349 days of the COVID-19 lockdown, and as of 12 March 2021, the Ministry of Health and Child Care reported that the cumulative number of COVID-19 cases had increased to 36 423 after 46 new cases were reported. All cases are local cases. The highest case tally was recorded in Bulawayo with 24 cases. We note that the hospitalisation rate as of 1500hrs on the 10th of March 2021 went down to 126 hospitalised cases, 82 asymptomatic cases, 24 mild to moderate cases, 18 severe cases and 2 cases in Intensive Care Units. Active cases increased to 931. The total number of recoveries went up to 33 996, increasing by 19 recoveries. The recovery rate slightly declined to 93.3%. A total of 264 frontline workers were vaccinated, bringing the cumulative number of the vaccinated to 36 283. The death toll went up to 1 496 following 4 new recorded deaths.
We note the slight increase in COVID-19 cases in the past 2 days, disrupting the decreasing trend which had been observed in the past weeks. While we may not state for certain the explanation for this, we raise concern that the relaxation of the lockdown and the increasing socio-economic activities by citizens may be contributory. We continue to urge communities to exercise caution and continue to observe COVID-19 safety measures and health guidelines.
Critical emerging issues
Clarity of COVID-19 Vaccines Decisions
We note that Denmark, Norway, Iceland, Romania, Bulgaria, Thailand and South Africa have stopped using the AstraZeneca vaccine. We note that the WHO and EU, jointly with France and Germany, have reiterated their support of the AstraZeneca vaccine. In the midst of the series of vaccine stoppages and in face of real geopolitical issues arising from vaccine choices, we call upon the Government of Zimbabwe, which has a mandate to protect citizens through the Zimbabwean scientific body, the National Immunisation Advisory Group (NITAG) to give their assessment of the same vaccine in the public domain.
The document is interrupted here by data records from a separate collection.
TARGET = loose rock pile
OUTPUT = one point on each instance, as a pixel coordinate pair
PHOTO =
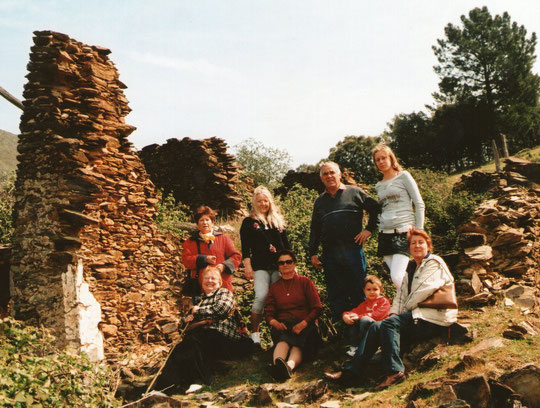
(501, 244)
(85, 246)
(196, 172)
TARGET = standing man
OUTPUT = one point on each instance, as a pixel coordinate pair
(336, 224)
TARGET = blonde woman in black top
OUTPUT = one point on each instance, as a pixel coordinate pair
(262, 235)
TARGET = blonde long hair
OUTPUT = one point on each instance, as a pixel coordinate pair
(274, 218)
(382, 147)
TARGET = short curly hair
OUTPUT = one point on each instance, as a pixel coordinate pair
(204, 210)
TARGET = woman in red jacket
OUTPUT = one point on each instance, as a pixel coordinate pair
(208, 247)
(292, 307)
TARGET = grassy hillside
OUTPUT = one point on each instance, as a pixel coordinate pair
(532, 155)
(8, 152)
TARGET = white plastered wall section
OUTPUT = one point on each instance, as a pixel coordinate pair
(82, 314)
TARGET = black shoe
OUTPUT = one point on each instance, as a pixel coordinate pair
(283, 370)
(345, 380)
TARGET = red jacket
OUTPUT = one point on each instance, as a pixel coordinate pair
(222, 248)
(377, 309)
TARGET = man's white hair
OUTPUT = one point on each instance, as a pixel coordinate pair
(334, 165)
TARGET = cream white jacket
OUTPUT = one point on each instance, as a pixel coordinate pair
(430, 275)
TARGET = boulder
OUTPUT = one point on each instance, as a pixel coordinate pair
(472, 239)
(526, 382)
(479, 253)
(475, 390)
(507, 237)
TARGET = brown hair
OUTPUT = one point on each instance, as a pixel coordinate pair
(204, 210)
(210, 269)
(374, 280)
(422, 234)
(382, 147)
(287, 252)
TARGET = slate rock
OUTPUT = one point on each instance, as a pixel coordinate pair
(479, 253)
(262, 397)
(471, 239)
(526, 382)
(475, 390)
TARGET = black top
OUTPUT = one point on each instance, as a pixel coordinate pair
(262, 244)
(337, 219)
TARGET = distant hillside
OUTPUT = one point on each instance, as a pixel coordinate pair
(8, 152)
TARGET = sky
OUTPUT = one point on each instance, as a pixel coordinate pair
(295, 75)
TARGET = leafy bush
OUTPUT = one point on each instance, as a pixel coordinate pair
(6, 207)
(265, 165)
(34, 374)
(172, 215)
(446, 210)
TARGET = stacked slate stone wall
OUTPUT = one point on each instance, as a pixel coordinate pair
(88, 261)
(196, 172)
(500, 245)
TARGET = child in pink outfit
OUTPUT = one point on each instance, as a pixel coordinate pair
(375, 308)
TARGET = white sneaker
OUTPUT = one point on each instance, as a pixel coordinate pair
(193, 388)
(256, 337)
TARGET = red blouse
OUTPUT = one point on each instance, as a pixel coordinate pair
(377, 309)
(222, 248)
(293, 299)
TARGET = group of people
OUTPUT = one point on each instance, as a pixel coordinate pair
(290, 302)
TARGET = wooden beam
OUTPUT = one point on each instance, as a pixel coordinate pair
(11, 98)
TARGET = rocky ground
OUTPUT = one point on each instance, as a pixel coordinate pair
(494, 361)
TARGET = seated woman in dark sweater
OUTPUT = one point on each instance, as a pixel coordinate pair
(292, 307)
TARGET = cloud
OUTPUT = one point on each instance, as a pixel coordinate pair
(196, 66)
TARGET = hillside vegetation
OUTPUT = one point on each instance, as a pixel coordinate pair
(8, 152)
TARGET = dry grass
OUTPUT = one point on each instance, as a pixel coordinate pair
(487, 322)
(529, 154)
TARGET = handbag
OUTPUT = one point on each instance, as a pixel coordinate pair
(442, 298)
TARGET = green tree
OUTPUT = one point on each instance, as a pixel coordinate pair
(265, 165)
(487, 63)
(411, 138)
(354, 153)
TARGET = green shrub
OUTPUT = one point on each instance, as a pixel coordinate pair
(34, 374)
(6, 207)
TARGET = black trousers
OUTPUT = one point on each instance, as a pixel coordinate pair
(192, 359)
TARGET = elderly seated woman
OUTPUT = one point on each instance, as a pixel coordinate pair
(212, 334)
(410, 316)
(207, 247)
(292, 307)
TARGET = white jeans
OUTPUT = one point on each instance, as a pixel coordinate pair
(261, 282)
(398, 267)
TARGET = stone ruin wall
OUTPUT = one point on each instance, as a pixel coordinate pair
(197, 172)
(500, 245)
(88, 261)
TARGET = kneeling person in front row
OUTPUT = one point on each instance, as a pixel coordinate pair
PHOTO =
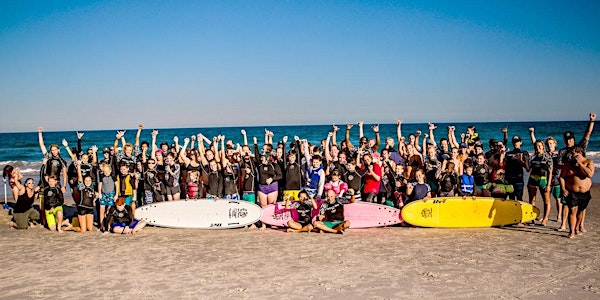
(333, 211)
(120, 219)
(304, 208)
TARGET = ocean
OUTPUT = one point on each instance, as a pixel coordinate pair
(22, 149)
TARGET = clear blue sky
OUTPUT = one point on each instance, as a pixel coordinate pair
(68, 65)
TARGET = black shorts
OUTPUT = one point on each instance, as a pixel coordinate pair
(82, 211)
(581, 200)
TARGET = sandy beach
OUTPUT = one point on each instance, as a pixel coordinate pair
(379, 263)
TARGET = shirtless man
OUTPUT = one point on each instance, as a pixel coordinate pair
(576, 182)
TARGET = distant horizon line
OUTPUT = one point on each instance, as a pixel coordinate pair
(292, 125)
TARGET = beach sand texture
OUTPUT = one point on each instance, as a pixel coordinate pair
(379, 263)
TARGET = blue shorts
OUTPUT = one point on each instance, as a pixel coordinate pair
(235, 196)
(268, 188)
(108, 199)
(128, 200)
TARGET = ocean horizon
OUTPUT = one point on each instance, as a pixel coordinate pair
(21, 149)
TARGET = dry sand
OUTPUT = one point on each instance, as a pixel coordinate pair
(380, 263)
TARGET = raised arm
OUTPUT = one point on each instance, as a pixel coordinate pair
(182, 156)
(348, 143)
(532, 135)
(432, 128)
(377, 137)
(154, 148)
(71, 155)
(399, 133)
(326, 149)
(417, 136)
(243, 131)
(118, 136)
(361, 132)
(334, 137)
(79, 136)
(590, 128)
(41, 141)
(452, 137)
(137, 135)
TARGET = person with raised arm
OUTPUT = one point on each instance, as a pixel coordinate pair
(24, 214)
(563, 154)
(268, 174)
(541, 167)
(53, 163)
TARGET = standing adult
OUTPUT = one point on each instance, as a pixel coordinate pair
(576, 182)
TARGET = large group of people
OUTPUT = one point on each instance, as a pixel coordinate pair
(396, 172)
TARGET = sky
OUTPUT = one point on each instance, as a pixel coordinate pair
(84, 65)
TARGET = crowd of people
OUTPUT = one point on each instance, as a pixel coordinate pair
(396, 172)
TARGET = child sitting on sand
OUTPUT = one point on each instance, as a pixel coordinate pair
(304, 208)
(120, 219)
(331, 215)
(53, 201)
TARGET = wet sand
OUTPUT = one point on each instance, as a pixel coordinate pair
(379, 263)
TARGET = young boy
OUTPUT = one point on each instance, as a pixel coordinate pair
(315, 174)
(466, 182)
(332, 210)
(107, 188)
(418, 190)
(120, 219)
(448, 181)
(304, 208)
(126, 186)
(53, 201)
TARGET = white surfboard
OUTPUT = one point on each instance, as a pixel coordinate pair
(201, 213)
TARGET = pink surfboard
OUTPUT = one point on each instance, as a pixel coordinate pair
(360, 214)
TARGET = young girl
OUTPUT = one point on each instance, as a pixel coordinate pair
(304, 207)
(172, 173)
(337, 185)
(120, 219)
(53, 201)
(193, 185)
(85, 206)
(107, 188)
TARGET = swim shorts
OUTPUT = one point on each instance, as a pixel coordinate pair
(108, 199)
(51, 216)
(268, 188)
(249, 196)
(332, 224)
(540, 181)
(129, 200)
(581, 200)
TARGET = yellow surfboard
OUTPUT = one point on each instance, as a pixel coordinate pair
(456, 212)
(291, 195)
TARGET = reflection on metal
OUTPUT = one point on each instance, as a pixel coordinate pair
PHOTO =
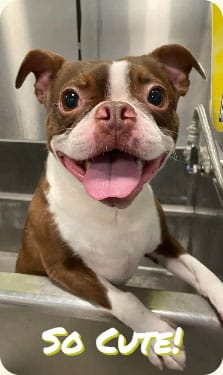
(210, 157)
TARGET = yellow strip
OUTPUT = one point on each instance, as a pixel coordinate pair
(217, 69)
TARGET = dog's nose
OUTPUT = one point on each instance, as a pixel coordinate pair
(116, 114)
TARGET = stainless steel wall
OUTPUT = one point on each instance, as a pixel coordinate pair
(111, 29)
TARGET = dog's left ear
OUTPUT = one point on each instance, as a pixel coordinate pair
(178, 62)
(45, 66)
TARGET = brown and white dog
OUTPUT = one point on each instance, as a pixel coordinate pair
(111, 125)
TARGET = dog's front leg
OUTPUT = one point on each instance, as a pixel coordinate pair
(192, 271)
(171, 255)
(75, 276)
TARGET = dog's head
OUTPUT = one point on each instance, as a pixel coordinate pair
(112, 124)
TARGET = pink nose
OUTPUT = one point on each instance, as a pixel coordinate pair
(116, 114)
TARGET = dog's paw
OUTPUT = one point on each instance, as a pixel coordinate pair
(172, 362)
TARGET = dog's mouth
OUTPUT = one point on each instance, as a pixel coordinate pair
(113, 175)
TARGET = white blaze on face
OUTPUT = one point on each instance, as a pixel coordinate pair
(119, 81)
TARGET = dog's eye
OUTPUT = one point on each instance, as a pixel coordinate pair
(70, 100)
(156, 96)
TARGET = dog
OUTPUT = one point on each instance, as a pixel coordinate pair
(111, 125)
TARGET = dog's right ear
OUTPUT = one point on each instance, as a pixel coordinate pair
(44, 65)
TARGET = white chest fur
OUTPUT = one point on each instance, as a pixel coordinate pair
(111, 241)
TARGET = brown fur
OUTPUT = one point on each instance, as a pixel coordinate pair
(43, 252)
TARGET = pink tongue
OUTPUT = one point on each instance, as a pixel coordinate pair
(110, 175)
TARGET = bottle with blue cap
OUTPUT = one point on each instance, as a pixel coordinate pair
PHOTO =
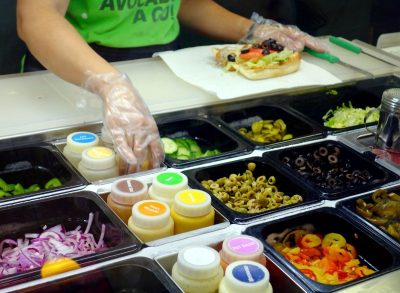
(76, 143)
(245, 276)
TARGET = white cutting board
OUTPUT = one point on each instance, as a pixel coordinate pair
(197, 66)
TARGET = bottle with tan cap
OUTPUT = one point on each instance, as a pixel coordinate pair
(76, 143)
(166, 184)
(124, 194)
(192, 210)
(98, 163)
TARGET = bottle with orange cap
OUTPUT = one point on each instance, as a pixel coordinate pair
(192, 210)
(124, 194)
(98, 163)
(151, 220)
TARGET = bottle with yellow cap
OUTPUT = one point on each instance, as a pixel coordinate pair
(245, 276)
(151, 220)
(241, 247)
(192, 210)
(166, 184)
(198, 270)
(76, 143)
(98, 163)
(124, 194)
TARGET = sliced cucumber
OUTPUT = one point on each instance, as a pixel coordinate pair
(182, 157)
(182, 151)
(169, 144)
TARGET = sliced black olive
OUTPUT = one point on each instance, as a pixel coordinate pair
(232, 57)
(299, 161)
(323, 151)
(265, 52)
(332, 159)
(268, 43)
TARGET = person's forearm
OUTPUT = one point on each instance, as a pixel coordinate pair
(211, 19)
(55, 43)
We call for transparency on the process of securing the same vaccine for Zimbabwe to update the nation on where Zimbabwe is in regards to AstraZeneca particularly as this was the first vaccine to be locally assessed and was the first vaccine to guide the vaccine roll-out program.
Equality and Participation in COVID-19 decision-making positions
We note a big structural gender imbalance problem within the COVID-19 taskforce structures at District, Provincial and National levels. Statistics indicate that very few women have been included in the COVID-19 response leadership structures. Research in Zimbabwe and the world over, has underscored the fact that although women have been on the frontlines of COVID-19 as first responders, health providers, primary care-givers and engagers with communities, their meaningful representation in policy development and decision making on COVID-19 has remained limited. The effects of poor women’s representation in the COVID-19 structures have manifested in Government’s and decision-makers failure to adequately respond to the specific needs of women and girls during COVID-19 e.g in Quarantine and isolation centres. Moreover, this has also led to the failure by decision-makers in the Taskforces to collect sex-disaggregated data, in order to inform policies and gender sensitive policies on COVID-19. We, therefore, call for:
- Implementation of Constitutional provisions, particularly, sections 17, 56 and 80, which speak to gender balance, and equality in representation in all spheres of the Zimbabwe society. This includes COVID-19 Taskforce and Response groups at all levels.
- Urgent publication of analysed sex and age disaggregated data by Government on the composition of the COVID-19 taskforce teams throughout the country.
- Establishment of Gender Advisory Experts at all levels of the National COVID-19 Response Structures.
Accountability for COVID-19 funding and vaccines
We note our ongoing concern regarding the weak accountability for COVID-19 funds in Zimbabwe. We note with alarm the recent disclosure that Treasury has entered into a debt agreement with the Arab Economic bank for USD 10 million to respond to COVID-19. This is untenable. Whilst we are fully aware that the response has been financed by a mix of direct government budgetary expenditure, donations from development partners, the private sector and communities. We remain concerned about the accountability measures provided by all who contributed to the national response to COVID-19. We have raised repeatedly discrepancies in the public domain regarding the funding by Treasury to COVID-19 research, response and vaccines. We remain alarmed that despite the best efforts of individual Members of Parliament and some Committee of Parliament to seek clarifications on Treasury funds, the response remains grossly inadequate and dismal.
- A comprehensive public accounting of the state funding support towards the COVID-19 pandemic.